1. Prioritize Survival by Avoiding Major Risks

In nature, survival is the absolute priority. For example, bumblebees will instinctively avoid flowers where they have previously encountered predatory spiders, even if it means starving and reducing foraging efficiency. This risk-averse instinct has allowed the species to survive for 30 million years.

Similarly, Prasad aligns with Warren Buffett’s top two rules of investing: "Rule No. 1: Never lose money. Rule No. 2: Never forget Rule No. 1." If the risk of capital loss is too high, Nalanda Capital will walk away, regardless of the potential rewards. To survive in the long term, investors must learn to be "rejecters." Prasad strictly avoids fraudulent entrepreneurs, highly indebted companies, businesses undergoing major transitions, serial acquirers, and fast-changing industries.

2. Buy High-Quality Stocks at a Reasonable Price

A famous Siberian experiment showed that breeding wild silver foxes based on a single trait—"tameness"—eventually produced foxes with dog-like physical features and friendly behaviors. Prasad applies this logic to investing: focusing on a single, powerful commercial characteristic can naturally bring along a host of other positive business qualities, rather than relying on a scattered checklist of popular metrics like high growth or profit margins.

Nalanda Capital strictly targets these high-quality enterprises but only buys them at attractive valuations during unavoidable "short-term setbacks." Because such opportunities are incredibly rare, they trade very infrequently. In fact, they have only actively bought into the market three times over the past decade, including during the COVID-19 pandemic crash. They never chase rallies in low-quality stocks, constantly asking themselves, "Do we want to be permanent owners of this company?"

3. Trust Only "High-Cost" Signals and Historical Facts

In the wild, a small frog faking a deep croak to sound larger is a "dishonest," low-cost signal, whereas a male guppy's vibrant colors represent an honest, high-cost indicator of health and fertility.

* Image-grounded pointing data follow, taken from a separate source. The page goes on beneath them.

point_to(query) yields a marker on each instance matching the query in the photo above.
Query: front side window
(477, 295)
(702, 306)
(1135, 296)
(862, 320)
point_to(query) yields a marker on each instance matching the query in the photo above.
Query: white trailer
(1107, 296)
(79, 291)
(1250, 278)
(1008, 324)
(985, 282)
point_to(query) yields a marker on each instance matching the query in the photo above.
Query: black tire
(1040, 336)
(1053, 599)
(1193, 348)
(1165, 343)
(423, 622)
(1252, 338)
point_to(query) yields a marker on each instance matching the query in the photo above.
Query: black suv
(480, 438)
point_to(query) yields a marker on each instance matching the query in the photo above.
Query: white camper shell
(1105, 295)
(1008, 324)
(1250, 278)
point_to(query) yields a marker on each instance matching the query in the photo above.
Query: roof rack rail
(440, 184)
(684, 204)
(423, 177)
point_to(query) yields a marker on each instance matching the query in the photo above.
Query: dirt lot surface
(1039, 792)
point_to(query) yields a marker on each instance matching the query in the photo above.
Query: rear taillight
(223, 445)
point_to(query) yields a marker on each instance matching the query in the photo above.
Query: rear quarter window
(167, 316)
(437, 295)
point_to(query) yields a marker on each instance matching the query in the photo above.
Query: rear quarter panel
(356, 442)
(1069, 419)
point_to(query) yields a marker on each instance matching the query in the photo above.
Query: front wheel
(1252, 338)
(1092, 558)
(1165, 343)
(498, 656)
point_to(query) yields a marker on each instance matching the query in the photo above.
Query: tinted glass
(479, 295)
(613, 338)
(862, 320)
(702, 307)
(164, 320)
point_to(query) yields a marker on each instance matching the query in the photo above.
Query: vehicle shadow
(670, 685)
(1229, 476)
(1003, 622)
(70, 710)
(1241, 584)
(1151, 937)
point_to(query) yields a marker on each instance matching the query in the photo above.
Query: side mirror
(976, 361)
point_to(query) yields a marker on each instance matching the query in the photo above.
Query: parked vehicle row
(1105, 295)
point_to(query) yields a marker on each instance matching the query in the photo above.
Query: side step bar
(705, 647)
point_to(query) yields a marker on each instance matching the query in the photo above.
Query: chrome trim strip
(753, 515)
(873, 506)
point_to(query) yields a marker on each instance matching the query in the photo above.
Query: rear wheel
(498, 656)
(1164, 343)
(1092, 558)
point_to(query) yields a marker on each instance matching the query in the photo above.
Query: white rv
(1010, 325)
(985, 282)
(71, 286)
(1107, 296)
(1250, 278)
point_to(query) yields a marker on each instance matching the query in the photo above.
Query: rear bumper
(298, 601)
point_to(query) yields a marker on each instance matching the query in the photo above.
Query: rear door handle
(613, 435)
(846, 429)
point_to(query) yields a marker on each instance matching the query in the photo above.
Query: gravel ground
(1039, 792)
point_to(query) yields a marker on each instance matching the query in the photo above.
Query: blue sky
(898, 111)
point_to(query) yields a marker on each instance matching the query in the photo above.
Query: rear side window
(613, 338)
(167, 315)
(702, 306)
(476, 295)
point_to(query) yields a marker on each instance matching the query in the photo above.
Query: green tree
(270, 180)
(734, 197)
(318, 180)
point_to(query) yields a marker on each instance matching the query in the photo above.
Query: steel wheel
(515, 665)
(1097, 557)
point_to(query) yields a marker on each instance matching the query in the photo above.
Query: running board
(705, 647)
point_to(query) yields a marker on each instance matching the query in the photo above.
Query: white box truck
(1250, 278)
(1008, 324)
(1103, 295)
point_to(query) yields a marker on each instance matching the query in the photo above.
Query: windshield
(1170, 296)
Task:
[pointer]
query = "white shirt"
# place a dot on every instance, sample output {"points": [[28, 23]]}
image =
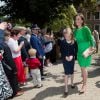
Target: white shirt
{"points": [[13, 45]]}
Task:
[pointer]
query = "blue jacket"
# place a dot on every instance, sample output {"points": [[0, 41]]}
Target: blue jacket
{"points": [[36, 44]]}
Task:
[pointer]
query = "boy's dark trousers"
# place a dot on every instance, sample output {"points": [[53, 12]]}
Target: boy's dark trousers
{"points": [[41, 68]]}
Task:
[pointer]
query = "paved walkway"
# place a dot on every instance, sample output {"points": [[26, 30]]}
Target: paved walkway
{"points": [[54, 86]]}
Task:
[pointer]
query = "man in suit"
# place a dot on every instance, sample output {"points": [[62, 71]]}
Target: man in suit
{"points": [[36, 44]]}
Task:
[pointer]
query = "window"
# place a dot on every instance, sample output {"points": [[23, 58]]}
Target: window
{"points": [[97, 27], [88, 15], [97, 15]]}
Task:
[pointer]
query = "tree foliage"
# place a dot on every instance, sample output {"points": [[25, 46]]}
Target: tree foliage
{"points": [[55, 12]]}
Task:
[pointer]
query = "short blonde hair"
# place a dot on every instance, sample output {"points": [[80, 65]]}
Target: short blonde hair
{"points": [[32, 52]]}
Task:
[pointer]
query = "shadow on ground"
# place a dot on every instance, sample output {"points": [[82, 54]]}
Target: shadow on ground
{"points": [[53, 91], [96, 71], [56, 78], [98, 84]]}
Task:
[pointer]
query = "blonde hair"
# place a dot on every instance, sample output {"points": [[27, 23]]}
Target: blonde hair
{"points": [[68, 30], [32, 52]]}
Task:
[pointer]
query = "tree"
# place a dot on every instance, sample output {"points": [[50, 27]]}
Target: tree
{"points": [[37, 11]]}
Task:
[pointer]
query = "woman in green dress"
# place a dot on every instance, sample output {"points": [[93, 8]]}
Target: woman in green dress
{"points": [[84, 40]]}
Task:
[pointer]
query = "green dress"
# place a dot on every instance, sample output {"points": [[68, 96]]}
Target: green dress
{"points": [[84, 40]]}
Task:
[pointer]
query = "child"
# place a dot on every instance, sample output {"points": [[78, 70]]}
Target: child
{"points": [[68, 52], [34, 65]]}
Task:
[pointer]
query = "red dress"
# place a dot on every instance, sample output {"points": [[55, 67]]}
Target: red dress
{"points": [[33, 63], [20, 69]]}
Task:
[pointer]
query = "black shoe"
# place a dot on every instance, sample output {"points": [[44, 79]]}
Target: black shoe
{"points": [[72, 86], [65, 94]]}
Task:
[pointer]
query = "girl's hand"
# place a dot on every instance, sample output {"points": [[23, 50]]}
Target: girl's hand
{"points": [[69, 58]]}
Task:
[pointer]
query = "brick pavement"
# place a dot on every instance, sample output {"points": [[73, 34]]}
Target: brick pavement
{"points": [[54, 86]]}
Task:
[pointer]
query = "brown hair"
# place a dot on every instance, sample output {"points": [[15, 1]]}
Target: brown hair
{"points": [[14, 32], [7, 33], [82, 17]]}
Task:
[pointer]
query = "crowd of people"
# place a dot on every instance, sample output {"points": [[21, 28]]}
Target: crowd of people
{"points": [[23, 54], [25, 51]]}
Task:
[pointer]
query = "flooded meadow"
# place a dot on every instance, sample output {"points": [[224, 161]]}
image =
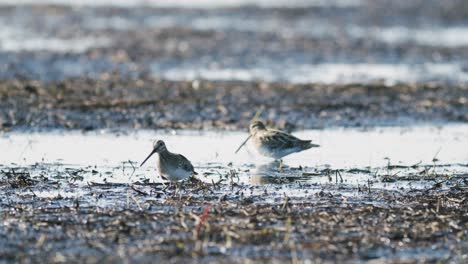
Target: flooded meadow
{"points": [[86, 87]]}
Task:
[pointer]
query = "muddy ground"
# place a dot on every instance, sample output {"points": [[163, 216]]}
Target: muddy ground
{"points": [[113, 102], [223, 220], [86, 68]]}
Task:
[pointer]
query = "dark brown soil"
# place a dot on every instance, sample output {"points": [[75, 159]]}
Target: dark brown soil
{"points": [[112, 102]]}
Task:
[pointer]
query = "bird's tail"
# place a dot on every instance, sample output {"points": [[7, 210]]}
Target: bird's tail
{"points": [[307, 144]]}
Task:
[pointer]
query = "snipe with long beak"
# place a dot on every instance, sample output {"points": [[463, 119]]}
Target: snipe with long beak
{"points": [[171, 166], [275, 143]]}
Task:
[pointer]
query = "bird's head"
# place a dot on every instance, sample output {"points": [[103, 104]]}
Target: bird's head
{"points": [[256, 126], [158, 147]]}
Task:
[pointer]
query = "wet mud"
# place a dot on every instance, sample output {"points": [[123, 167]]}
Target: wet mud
{"points": [[58, 217], [151, 103]]}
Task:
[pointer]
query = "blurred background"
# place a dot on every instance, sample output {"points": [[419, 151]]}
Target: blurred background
{"points": [[295, 41]]}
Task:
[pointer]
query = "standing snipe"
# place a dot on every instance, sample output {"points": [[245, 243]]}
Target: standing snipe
{"points": [[275, 143], [171, 166]]}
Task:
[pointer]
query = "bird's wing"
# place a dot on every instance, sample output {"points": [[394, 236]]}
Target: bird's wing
{"points": [[186, 164], [280, 139]]}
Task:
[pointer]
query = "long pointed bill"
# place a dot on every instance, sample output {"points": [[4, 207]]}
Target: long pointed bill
{"points": [[151, 154], [243, 143]]}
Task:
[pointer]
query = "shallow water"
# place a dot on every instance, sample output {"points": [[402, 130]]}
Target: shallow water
{"points": [[359, 155]]}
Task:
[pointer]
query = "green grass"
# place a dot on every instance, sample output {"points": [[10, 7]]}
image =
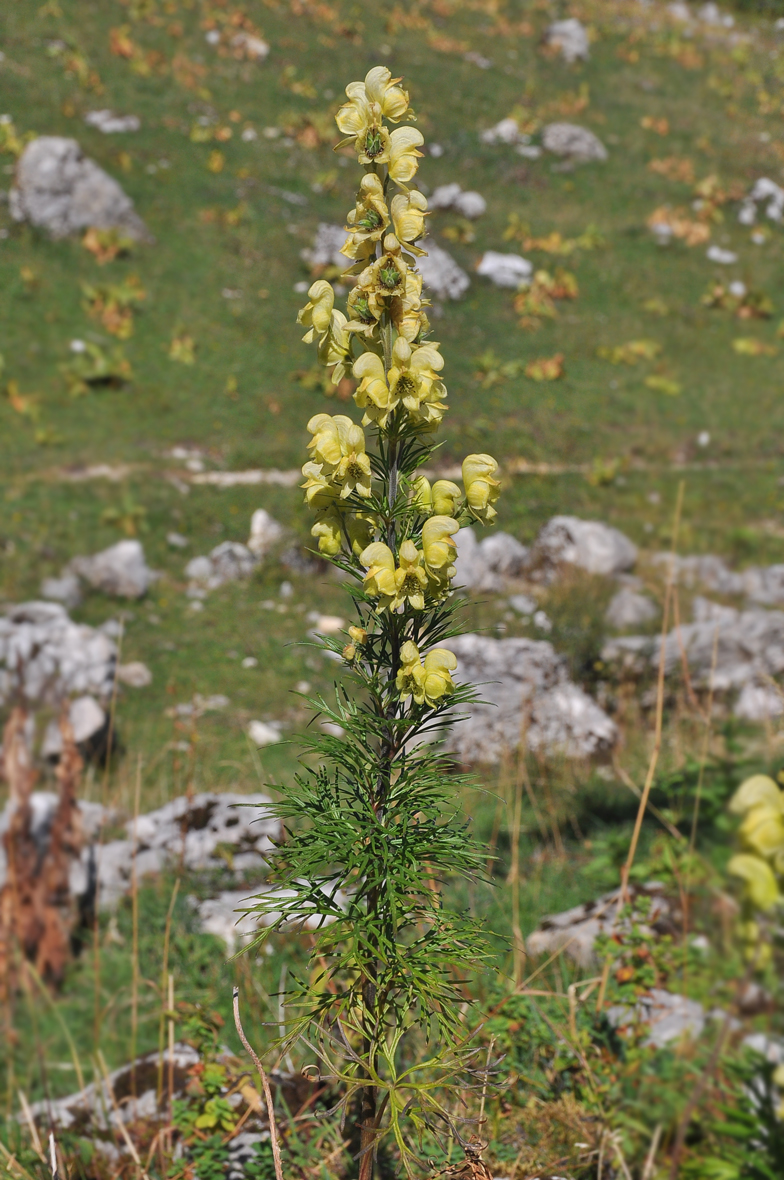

The financial world is constantly bombarded with low-cost, "dishonest" signals—such as corporate press releases, management interviews, and optimistic forecasts. Prasad argues that investors should only trust high-cost, honest signals. Instead of believing a company's promise that "margins will hit 15% next year," look at the fact that "average margins were 12% over the past decade."

Unlike physics or chemistry, evolutionary biology does not predict the future; it explains how things came to be based on history. Prasad believes the investment world’s obsession with the future has wrongly replaced the study of hard historical data with baseless predictions. By acting as long-term investors, Nalanda Capital abandons the guessing game of "what will happen" and focuses entirely on the factual reality of "what has actually happened."